Montanhas-russas

Você sabia que as montanhas-russas dos parques de diversão fazem uso dos conhecimentos de Física em energia cinética e potencial? Existem poucas salas de aula mais excitantes que uma montanha-russa! Elas estão ficando cada vez mais rápidas e complexas, mas o princípio fundamental permanece o mesmo: a energia cinética e potencial que estamos estudando!

Figura retirada de http://pt.wikipedia.org/wiki/Ficheiro:Rollercoaster_Tornado_Avonturenpark_Hellendoorn_Netherlands.jpg

Um carrinho de montanha russa realizando um looping: No ponto mais alto do looping o carrinho ainda possui energia cinética para completar o looping e continuar seu movimento.
Uma montanha-russa lembra um trem de passageiros: possui uma série de vagões conectados que se movem sobre trilhos. Porém, ao contrário do trem de passageiros, ela não possui motor ou fonte de energia própria. A energia que move os carrinhos é dada por um sistema que puxa o trem para cima da primeira colina (chamada colina de elevação), com a intenção de fornecer uma certa quantidade de energia potencial. 

A energia potencial, como discutido na teoria, é proporcional à altura, assim à medida que elevamos o carrinho em relação ao solo aumentamos sua energia potencial. Em seguida o carrinho é solto da colina de elevação (que é a mais alta de todo percurso da montanha-russa)  e a energia potencial acumulada é então transformada em energia cinética, que possibilita o movimento do carrinho.

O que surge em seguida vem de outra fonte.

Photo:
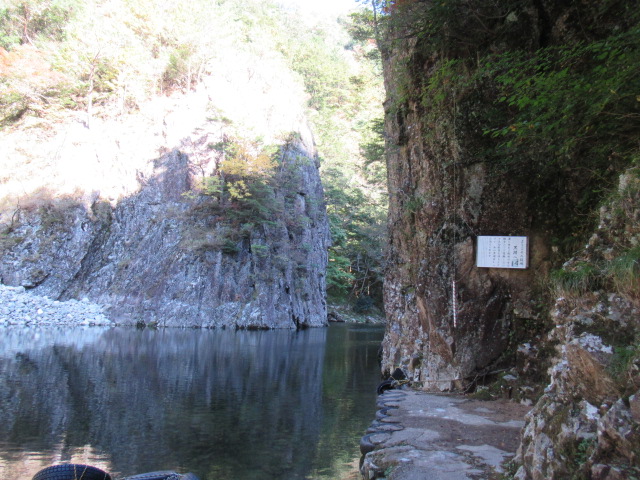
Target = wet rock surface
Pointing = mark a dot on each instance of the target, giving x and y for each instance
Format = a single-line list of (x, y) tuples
[(417, 435)]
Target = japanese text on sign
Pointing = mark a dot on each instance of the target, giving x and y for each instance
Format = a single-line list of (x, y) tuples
[(502, 252)]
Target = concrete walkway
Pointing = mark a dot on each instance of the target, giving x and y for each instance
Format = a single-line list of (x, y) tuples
[(422, 436)]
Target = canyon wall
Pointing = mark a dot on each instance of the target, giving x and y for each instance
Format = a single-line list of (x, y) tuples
[(519, 119), (137, 212)]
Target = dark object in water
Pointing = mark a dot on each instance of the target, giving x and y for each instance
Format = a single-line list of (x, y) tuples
[(71, 471), (74, 471), (397, 379)]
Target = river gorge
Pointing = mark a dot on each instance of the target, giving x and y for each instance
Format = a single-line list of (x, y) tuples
[(219, 403)]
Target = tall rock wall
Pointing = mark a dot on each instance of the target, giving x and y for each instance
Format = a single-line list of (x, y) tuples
[(152, 258), (450, 322), (121, 213)]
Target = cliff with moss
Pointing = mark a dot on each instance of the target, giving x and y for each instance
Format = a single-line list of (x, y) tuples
[(197, 205), (519, 118)]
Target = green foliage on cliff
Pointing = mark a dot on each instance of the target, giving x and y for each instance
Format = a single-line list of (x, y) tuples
[(562, 118), (108, 58)]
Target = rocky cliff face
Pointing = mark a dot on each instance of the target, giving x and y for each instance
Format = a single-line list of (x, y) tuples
[(143, 238), (447, 319), (451, 322), (575, 309), (587, 423)]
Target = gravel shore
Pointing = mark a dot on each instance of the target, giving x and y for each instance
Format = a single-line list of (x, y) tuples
[(19, 307)]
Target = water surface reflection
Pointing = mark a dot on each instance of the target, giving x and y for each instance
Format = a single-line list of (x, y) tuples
[(223, 404)]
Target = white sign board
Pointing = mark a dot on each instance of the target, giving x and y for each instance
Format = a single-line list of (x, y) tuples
[(502, 252)]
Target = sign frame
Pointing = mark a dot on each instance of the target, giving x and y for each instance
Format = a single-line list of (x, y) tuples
[(494, 251)]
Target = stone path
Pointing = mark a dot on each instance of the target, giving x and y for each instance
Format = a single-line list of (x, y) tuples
[(422, 436)]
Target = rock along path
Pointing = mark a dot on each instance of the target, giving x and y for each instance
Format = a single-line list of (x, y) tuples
[(422, 436)]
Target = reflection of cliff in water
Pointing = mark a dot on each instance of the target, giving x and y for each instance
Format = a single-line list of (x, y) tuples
[(227, 402)]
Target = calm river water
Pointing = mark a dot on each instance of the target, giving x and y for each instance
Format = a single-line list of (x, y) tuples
[(221, 404)]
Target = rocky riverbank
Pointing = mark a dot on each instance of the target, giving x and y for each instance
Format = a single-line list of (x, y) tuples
[(18, 307), (418, 435)]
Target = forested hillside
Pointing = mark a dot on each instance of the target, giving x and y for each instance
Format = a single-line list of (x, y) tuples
[(75, 70)]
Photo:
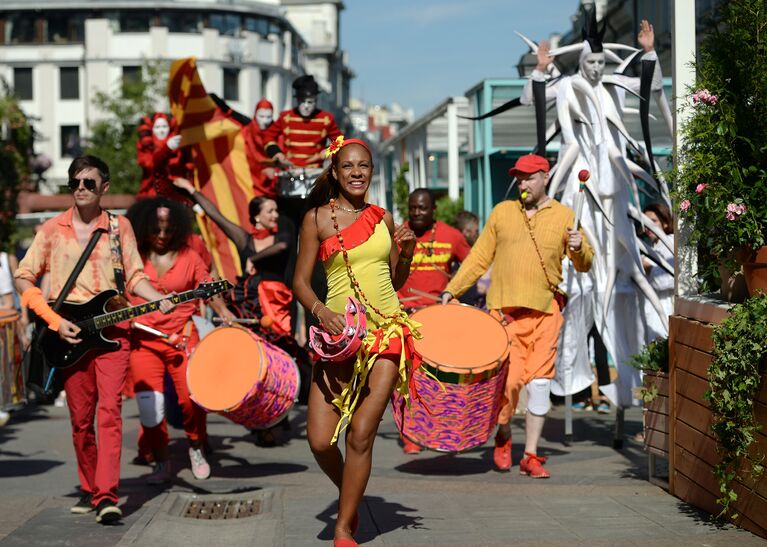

Nas montanhas-russas a altura das colinas diminuem ao longo do percurso, e isso é fundamental uma vez que a energia potencial acumulada na colina de elevação é perdida aos poucos devido ao atrito entre o trem e os trilhos e também entre o trem e o ar. 

http://www.cbpf.br/~eduhq/html/tirinhas/tirinhas_imagens/fisica/fisica0217.jpg

Quando o carrinho da montanha-russa realiza um looping, no ápice do mesmo (bem no topo), você está completamente de cabeça para baixo: a gravidade está puxando você para fora de sua cadeira em direção ao solo, mas uma força de aceleração forte o empurra contra a cadeira, em direção ao céu. Uma vez que as duas forças agindo em direções opostas são aproximadamente iguais, você se sente muito leve. Assim como na descida rápida, você se encontra quase sem peso no topo do looping. À medida que o giro acaba e seu corpo nivela, o peso retorna.
Quando o carrinho realiza um looping a resultante das forças (peso aparente) aplicada sobre o passageiro aponta em diferentes direções em diferentes pontos da curva. No topo do looping a resultante aponta na direção do céu e assim o passageiro sente uma força que pressiona-o contra o carrinho e esse, por sua vez, é pressionado contra os trilhos, evitando que ele venha a cair em direção ao solo. 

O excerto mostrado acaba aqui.